Lee County (FL) health officials published the following press release Monday concerning the possible risks of Vibrio vulnificus:
Flood waters and standing waters following a hurricane pose many risks, including infectious diseases such as Vibrio vulnificus. For that reason, the Florida Department of Health in Lee County (DOH-Lee) is urging the public to take precautions against infection and illness caused by Vibrio vulnificus.
Vibrio vulnificus is a bacterium that usually lives in warm, brackish sea water. These bacteria typically grow faster during warmer months. Sewage spills in coastal waters, like those caused by Hurricane Ian, may increase bacteria levels. People with open wounds, cuts, or scratches can be exposed to Vibrio vulnificus through direct contact with sea water or brackish water. Brackish water is a mixture of fresh and sea water and is often found where rivers meet the sea. Vibrio vulnificus can also cause disease in those who eat raw or undercooked oysters and shellfish. Vibrio vulnificus has the potential to cause severe illness or death.
Vibrio vulnificus can cause an infection of the skin when open wounds are exposed to warm sea water. These infections may lead to skin breakdown and ulcers. Anyone can get a Vibrio vulnificus infection; however, infections can be severe for people with weakened immune systems, especially people who have chronic liver disease or take medications that lowers the body’s ability to fight germs. Vibrio vulnificus can invade the bloodstream, causing a severe life-threatening illness with symptoms like fever, chills, decreased blood pressure (septic shock), and blistering skin lesions. Vibrio vulnificus is not spread person-to-person.
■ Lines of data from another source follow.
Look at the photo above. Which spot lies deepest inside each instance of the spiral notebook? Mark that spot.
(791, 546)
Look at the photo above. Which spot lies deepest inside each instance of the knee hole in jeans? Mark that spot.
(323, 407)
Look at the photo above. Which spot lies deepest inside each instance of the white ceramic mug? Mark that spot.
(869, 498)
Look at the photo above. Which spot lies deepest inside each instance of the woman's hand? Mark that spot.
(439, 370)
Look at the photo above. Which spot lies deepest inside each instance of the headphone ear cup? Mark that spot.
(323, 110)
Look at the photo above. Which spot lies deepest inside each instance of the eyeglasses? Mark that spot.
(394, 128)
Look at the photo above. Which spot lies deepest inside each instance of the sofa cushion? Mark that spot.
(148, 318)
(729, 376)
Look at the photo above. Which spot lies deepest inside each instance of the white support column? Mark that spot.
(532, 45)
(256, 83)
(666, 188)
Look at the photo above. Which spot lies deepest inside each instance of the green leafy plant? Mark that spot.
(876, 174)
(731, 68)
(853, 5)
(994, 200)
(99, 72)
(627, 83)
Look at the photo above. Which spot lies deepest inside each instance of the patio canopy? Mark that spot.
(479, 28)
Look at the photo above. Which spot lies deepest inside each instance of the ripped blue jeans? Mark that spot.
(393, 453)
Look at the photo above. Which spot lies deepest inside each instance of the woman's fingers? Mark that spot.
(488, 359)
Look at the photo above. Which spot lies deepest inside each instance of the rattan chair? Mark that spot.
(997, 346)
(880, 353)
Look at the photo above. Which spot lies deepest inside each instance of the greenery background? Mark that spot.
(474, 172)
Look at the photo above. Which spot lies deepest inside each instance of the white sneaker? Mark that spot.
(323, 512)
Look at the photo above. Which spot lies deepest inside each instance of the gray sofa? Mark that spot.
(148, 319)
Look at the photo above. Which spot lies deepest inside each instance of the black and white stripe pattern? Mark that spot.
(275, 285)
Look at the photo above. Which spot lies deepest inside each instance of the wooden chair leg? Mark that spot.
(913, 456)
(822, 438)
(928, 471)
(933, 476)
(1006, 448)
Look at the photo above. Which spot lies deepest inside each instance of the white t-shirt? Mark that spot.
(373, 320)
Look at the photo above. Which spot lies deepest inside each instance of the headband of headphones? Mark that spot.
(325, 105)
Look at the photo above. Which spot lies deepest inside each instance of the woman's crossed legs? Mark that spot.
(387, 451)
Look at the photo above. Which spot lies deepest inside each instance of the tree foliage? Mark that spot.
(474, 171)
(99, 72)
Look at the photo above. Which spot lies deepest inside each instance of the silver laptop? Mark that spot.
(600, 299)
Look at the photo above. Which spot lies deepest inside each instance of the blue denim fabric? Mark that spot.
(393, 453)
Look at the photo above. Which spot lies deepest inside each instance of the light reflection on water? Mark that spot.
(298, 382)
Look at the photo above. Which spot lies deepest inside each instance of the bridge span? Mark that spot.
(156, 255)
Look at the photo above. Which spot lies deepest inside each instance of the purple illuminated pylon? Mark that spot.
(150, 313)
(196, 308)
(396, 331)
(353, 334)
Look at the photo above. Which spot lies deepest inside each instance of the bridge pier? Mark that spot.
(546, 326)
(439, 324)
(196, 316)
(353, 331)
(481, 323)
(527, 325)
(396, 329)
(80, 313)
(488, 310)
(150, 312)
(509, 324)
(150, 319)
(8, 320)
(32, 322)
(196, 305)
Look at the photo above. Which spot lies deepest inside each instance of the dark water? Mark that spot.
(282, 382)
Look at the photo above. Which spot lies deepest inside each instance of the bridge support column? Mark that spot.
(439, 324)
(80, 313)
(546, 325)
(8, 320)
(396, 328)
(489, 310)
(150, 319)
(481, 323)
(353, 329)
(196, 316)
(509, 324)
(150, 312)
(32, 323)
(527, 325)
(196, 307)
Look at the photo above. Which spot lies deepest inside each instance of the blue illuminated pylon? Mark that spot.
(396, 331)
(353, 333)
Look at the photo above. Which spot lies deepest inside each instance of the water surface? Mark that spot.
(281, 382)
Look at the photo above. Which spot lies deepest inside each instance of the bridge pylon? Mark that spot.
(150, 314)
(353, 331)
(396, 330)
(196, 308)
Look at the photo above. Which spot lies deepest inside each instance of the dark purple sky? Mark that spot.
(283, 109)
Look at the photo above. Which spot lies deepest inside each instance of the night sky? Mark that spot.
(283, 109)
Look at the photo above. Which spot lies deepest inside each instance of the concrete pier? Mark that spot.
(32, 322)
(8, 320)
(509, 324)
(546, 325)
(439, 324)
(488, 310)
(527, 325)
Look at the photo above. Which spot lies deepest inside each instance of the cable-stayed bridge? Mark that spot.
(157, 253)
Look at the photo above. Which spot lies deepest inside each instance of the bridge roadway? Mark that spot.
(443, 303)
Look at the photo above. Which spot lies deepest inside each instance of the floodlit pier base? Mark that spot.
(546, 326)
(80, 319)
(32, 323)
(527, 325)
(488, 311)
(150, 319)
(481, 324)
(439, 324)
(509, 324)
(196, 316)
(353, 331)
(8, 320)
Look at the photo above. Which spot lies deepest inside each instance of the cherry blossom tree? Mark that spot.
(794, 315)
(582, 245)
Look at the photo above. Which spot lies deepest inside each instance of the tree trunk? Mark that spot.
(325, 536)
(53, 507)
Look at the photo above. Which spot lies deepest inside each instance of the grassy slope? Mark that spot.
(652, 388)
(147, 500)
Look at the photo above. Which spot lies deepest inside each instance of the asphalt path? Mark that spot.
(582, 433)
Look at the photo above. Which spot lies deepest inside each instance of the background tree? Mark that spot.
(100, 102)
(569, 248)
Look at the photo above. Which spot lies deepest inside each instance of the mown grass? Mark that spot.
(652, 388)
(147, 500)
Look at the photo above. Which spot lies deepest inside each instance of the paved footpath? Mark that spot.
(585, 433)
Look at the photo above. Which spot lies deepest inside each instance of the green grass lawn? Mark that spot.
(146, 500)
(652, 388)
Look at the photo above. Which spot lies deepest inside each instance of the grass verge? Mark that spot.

If someone is concerned that they may have been exposed to Vibrio vulnificus and are experiencing the above symptoms, they should seek medical attention immediately. Individuals with wound infections should also seek care promptly.
DOH-Lee recommends the following tips to stay healthy and safe:
- If you have open wounds, cuts, or scratches, stay out of flood water, standing water, sea water and brackish water, if possible.
- Immediately clean and monitor wounds and cuts thoroughly with soap and clean running water or bottled water after contact with flood water, standing water, sea water, brackish water or raw or undercooked seafood and its juices.
- Cover your wounds with a waterproof bandage if it could come in contact with flood water, standing water, sea water or brackish water.
- Seek immediate medical care if a wound develops redness, swelling, or oozing, or other signs of infection such as fever, increasing pain, shortness of breath, fast or high heart rate, or confusion or disorientation.